Le Rassemblement National (RN) suscite des inquiétudes quant à son engagement envers les droits des femmes. Les votes du parti sur des questions cruciales révèlent une position ambivalente, voire défavorable, à l'égard de l'égalité et de la protection des femmes.
Violences faites aux femmes
Face à la réalité alarmante des violences conjugales en France, où des centaines de milliers de femmes sont victimes chaque année, et où un nombre tragique d'entre elles sont tuées par leur partenaire, le RN a adopté des positions qui interrogent son engagement dans la lutte contre ces violences.
- Abstention sur la loi contre les violences sexuelles et sexistes (2018) : Les députés RN se sont abstenus de voter une loi visant à renforcer la lutte contre les violences sexuelles et sexistes.
- Vote contre la loi sur l'outrage sexiste (2022) : Les députés RN ont voté contre une proposition de loi qui visait à durcir les sanctions contre le harcèlement de rue.
- Vote contre la résolution sur MeToo et le harcèlement (2023) : Les députés européens RN ont voté contre une résolution visant à lutter contre les violences sexistes au sein des institutions de l'Union européenne.
- Vote contre la Convention d'Istanbul (2023) : Le RN a voté contre la Convention du Conseil de l'Europe sur la prévention et la lutte contre la violence à l'égard des femmes et la violence domestique, qui alloue des fonds européens pour combattre ces violences.
Impact sur le pouvoir d'achat des femmes
Le RN a voté contre des mesures visant à améliorer le pouvoir d'achat des femmes, qui sont majoritaires parmi les smicards et les familles monoparentales, et dont les retraites sont inférieures à celles des hommes.
- Opposition à l'augmentation du SMIC et à l'indexation des salaires : Le RN a voté contre l'augmentation du SMIC, contre l'indexation des salaires sur l'inflation, la gratuité des cantines et des fournitures scolaires pour les plus modestes, contre la revalorisation des petites retraites, contre l’augmentation des hébergements d’urgence.

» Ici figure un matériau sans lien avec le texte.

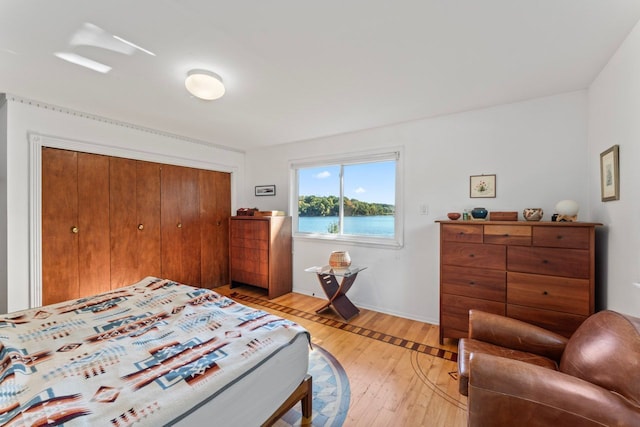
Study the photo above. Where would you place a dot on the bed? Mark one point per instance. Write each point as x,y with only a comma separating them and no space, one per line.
153,353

- Vote contre la directive européenne sur les salaires minimums : Le RN a voté contre la directive européenne sur la hausse des salaires minimum dans l'UE d'octobre 2022.
- Abstention sur la directive sur la transparence salariale : Le RN s'est abstenu de voter la directive sur « la transparence pour l'égalité des rémunérations entre les hommes et les femmes », essentielle pour améliorer la situation en France.
- Restriction des allocations familiales : Le RN souhaite réserver les allocations familiales aux familles « françaises ».
Santé des femmes, contraception et avortement
Le RN a adopté des positions qui suscitent des inquiétudes quant à son engagement envers la santé des femmes, la contraception et l'avortement.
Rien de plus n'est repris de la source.